Jak podać węgiel w przypadku zatrucia? Generalnie trzeba zadziałać w miarę szybko - im dłużej zwlekamy tym mniej węgiel pomoże (pierwsze 2-3 godziny od zatrucia są najistotniejsze). Potrzebny jest węgiel aktywny - na przykład z apteki w kapsułkach (bez dodatków). Wysypujemy zawartość z kapsułki i robimy zawiesinę - czyli mieszamy z wodą tworząc papkę. Jaka dawka na ptaka? Zwykle przyjmuje się, że można podać 1-2mg na 1g ptaka. Czyli przy amadynie ważącej średnio 14 gramów mamy dawkę 14-20mg. Poniżej zdjęcie z węglem zwykłym (po lewej) i kapsułką zawierającą 150mg węgla aktywowanego - jak widać “saszetkowy” węgiel, w tym przypadku z Vitapolu, ma formę małych kawałeczków, “aptekowy” to bardziej proszek, idealny do zrobienia zawiesiny.

Czy chory ptak sam zje podany węgiel? Jak jest bardzo chory to wątpię - nie czekamy tylko łapiemy delikwenta i podajemy zawiesinę do dzioba.
Żeby uzupełnić powyższą kwestię - węgiel przy zatruciu dajemy jako “pierwszą pomoc” - a tę konkretną uzyskamy u weterynarza. Dobry wet poda czasem dobrze odmierzoną dawkę środka na przeczyszczenie (gdy ptak jest bardzo osłabiony) - żeby amadyna po jakimś czasie wydaliła ten węgiel z toksynami.
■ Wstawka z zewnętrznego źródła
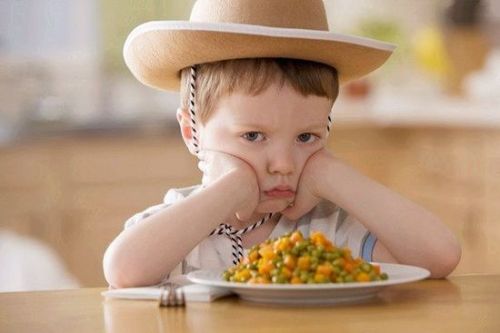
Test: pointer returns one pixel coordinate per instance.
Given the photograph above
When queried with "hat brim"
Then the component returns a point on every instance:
(156, 52)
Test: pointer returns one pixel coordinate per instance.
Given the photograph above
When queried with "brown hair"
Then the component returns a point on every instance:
(253, 76)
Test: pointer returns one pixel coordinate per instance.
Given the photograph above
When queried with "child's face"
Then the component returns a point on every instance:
(275, 132)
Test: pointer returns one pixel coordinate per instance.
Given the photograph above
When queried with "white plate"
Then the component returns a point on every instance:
(303, 294)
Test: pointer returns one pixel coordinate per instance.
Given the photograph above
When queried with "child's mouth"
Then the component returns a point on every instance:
(280, 193)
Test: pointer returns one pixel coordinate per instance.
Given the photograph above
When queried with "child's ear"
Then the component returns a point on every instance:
(184, 121)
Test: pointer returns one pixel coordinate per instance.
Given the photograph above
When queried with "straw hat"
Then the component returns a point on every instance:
(157, 51)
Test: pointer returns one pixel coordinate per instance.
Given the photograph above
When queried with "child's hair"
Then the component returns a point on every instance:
(253, 76)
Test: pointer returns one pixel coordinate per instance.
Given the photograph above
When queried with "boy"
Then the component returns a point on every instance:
(258, 80)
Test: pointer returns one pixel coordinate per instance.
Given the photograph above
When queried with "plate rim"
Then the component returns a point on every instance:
(422, 274)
Potem trzeba będzie ją wzmocnić - te kwestie warto omówić z lekarzem, bo podając takie środki samemu, można narobić większego bigosu (na przykład odwodnimy ptaka).
To chyba na tyle w kwestii węgla - w razie gdyby mi się coś przypomniało i zaktualizuję tekst - pojawi się informacja na górze wpisu.